A questo punto, pertanto, prima di iniziare con l’analisi e l’interpretazione del nuovo testo sarebbe doveroso chiedersi per quanti operano nell’ambito dell’Immigrazione, se sia ancora dignitoso paventare la sussistenza di un sistema di garanzie a tutela dei diritti degli stranieri.

Più in generale, sarebbe oltremodo opportuno che i "particolarissimi" principi enunciati per gli stranieri fossero divulgati e conosciuti fra gli studiosi di diritto che credo a prescindere dall’orientamento politico dovrebbero prendere oramai posizione circa l’introduzione degli stessi nel nostro ordinamento.

La premessa riguarda il secondo comma dell’articolo 12 del Regolamento d’Attuazione che dispone "Con il provvedimento di cui al comma 1, il questore concede allo straniero un termine, non superiore a quindici giorni lavorativi, per presentarsi al posto di polizia di frontiera indicato e lasciare volontariamente il territorio dello Stato, con l’avvertenza che, in mancanza, si procederà a norma dell'art. 13 del testo unico".

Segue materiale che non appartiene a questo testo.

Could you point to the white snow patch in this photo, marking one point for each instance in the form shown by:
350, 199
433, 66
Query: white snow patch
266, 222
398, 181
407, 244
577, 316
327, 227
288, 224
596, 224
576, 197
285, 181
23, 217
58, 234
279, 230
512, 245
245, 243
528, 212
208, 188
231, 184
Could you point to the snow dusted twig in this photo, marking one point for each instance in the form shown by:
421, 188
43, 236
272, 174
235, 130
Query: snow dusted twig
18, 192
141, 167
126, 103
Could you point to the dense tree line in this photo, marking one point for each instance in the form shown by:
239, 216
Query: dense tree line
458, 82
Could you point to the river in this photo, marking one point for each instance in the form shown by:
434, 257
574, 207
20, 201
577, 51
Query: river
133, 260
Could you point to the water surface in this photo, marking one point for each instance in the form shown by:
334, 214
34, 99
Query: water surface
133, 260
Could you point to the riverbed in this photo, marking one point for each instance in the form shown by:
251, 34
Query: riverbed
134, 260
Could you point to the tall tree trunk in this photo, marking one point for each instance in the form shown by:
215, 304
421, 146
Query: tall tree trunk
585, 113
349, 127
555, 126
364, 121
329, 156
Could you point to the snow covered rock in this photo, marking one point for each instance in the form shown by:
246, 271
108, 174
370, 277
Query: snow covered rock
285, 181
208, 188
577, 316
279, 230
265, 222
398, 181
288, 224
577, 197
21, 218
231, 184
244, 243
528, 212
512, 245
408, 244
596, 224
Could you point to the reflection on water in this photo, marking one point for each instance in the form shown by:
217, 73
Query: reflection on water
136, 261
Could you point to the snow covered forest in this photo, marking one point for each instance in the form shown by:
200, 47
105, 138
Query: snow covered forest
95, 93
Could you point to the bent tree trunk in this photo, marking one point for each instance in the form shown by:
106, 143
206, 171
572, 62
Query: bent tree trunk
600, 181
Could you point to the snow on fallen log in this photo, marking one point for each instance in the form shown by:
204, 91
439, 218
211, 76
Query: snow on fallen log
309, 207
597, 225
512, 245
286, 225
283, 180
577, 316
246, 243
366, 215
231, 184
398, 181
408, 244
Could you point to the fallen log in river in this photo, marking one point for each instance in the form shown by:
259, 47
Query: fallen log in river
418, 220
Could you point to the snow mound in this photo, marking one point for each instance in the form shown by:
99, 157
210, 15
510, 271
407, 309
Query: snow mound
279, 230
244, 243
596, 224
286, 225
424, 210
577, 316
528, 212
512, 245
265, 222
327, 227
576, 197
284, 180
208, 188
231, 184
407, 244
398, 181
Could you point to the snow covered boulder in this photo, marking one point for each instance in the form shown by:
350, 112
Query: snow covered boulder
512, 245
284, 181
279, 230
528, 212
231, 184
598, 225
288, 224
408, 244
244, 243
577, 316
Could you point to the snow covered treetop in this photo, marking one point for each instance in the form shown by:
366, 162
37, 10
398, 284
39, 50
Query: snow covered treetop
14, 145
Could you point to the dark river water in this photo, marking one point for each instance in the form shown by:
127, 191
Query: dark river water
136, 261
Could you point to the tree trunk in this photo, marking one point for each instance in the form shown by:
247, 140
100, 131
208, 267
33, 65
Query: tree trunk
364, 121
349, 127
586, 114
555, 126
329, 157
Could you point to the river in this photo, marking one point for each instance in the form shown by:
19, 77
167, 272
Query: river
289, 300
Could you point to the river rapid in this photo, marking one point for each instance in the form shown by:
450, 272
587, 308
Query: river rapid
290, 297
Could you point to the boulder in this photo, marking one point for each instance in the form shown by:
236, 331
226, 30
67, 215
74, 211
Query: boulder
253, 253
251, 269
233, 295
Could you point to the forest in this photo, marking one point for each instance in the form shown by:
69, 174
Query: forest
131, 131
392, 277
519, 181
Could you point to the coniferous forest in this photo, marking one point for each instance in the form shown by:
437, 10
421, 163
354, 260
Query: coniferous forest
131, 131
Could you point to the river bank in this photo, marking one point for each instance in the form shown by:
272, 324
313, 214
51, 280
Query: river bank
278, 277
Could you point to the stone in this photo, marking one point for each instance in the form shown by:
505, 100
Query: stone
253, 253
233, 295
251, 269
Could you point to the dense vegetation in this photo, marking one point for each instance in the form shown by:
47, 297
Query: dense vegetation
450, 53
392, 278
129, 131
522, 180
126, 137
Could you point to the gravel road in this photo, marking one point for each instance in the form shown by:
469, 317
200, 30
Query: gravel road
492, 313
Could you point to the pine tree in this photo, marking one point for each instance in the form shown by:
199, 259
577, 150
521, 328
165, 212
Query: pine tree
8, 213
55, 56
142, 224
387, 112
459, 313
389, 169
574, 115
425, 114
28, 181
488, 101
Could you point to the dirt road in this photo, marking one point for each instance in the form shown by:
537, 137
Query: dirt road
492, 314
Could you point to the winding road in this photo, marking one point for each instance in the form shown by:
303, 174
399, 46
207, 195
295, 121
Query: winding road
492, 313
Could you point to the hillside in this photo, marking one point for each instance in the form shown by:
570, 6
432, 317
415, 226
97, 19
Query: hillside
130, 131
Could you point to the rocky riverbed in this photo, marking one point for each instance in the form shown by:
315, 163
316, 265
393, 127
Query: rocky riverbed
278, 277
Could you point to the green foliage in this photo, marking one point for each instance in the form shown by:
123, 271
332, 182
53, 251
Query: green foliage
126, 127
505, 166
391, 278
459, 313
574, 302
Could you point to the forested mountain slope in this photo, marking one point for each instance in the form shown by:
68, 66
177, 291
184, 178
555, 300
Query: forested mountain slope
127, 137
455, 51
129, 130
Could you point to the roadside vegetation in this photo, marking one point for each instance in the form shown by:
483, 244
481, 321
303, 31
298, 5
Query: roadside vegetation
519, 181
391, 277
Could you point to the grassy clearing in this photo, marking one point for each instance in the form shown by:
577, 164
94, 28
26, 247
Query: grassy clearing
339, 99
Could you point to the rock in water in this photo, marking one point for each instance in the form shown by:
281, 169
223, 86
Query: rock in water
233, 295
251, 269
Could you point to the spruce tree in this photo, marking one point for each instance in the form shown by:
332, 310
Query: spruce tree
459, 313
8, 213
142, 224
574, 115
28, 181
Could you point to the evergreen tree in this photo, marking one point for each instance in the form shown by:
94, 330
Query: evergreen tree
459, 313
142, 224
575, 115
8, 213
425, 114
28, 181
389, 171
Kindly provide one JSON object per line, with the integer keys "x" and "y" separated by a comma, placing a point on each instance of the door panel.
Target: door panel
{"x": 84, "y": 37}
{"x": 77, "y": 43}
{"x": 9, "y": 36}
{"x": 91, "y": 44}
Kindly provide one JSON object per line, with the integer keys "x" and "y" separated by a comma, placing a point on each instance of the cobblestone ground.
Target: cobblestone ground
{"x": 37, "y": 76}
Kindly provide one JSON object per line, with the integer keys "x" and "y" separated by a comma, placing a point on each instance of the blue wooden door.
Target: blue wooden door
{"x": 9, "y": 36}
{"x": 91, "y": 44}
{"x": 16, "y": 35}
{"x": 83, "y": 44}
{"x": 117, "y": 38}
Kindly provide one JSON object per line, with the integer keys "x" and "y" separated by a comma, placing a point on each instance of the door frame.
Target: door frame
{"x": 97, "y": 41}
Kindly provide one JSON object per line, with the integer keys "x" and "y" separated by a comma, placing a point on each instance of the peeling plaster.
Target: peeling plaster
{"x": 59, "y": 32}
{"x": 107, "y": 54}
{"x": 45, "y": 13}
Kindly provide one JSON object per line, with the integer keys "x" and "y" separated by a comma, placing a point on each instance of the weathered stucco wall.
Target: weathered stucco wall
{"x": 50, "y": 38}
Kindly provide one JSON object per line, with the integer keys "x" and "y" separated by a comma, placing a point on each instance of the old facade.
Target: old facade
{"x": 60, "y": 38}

Il provvedimento cui si riferisce il comma 1 richiamato nel comma sopra riportato è il provvedimento di rifiuto del permesso di soggiorno, atto amministrativo avverso il quale, ai sensi del testo unico della legge sull’immigrazione e più in generale secondo i principi generali, può formularsi ricorso nel termine di 60 giorni innanzi al Giudice amministrativo.

E’ evidente come solo la mancata impugnazione del provvedimento, o il rigetto del ricorso da parte del Giudice, in sostanza la definitività del provvedimento stesso crei il presupposto per l’emanazione del provvedimento d’espulsione a carico dello straniero, provvedimento quest’ultimo di competenza ai sensi di legge del Prefetto e non del Questore.

Orbene con la disposizione sopra riportata, di fatto, il provvedimento di rifiuto emanato dalle Questure contiene una espulsione, o meglio, come intende, evidentemente, inquadrarlo il secondo comma dell’art. 12 una intimazione a lasciare il territorio italiano, con possibilità di procedere a norma dell’art. 13 del testo unico.

Quest’ultimo articolo contiene invero diversi commi e come si noterà il regolamento d’attuazione non specifica quale disposizione venga in rilievo, pertanto potrebbe ad esempio applicarsi il comma 4 che recita "L’espulsione è eseguita dal Questore con accompagnamento alla frontiera a mezzo della forza pubblica, quando lo straniero:

a) è espulso ai sensi del comma 1 o si è trattenuto indebitamente nel territorio dello Stato oltre il termine fissato con l’intimazione"

Ecco chiuso pertanto il cerchio: scomparsi i termini di impugnazione del provvedimento di rifiuto innanzi al TAR, quindi inibita ogni valutazione in merito alla legittimità del rifiuto, la competenza ad emanare di fatto un provvedimento (l’avvertenza a lasciare il territorio italiano nel termine di 15 giorni) propedeutico all’accompagnamento forzato alla frontiera, o, nel caso di impossibilità, al trattenimento nei centri di permanenza temporanea, diviene di competenza del Questore, e non più del Prefetto, senza la possibilità di alcun sindacato da parte di un organo terzo nella specie il Giudice; il tutto in considerazione che allo stato non si comprende quali strumenti giurisdizionali possano venire in rilievo per dolersi dell’"avvertenza" contenuta nel provvedimento di rifiuto.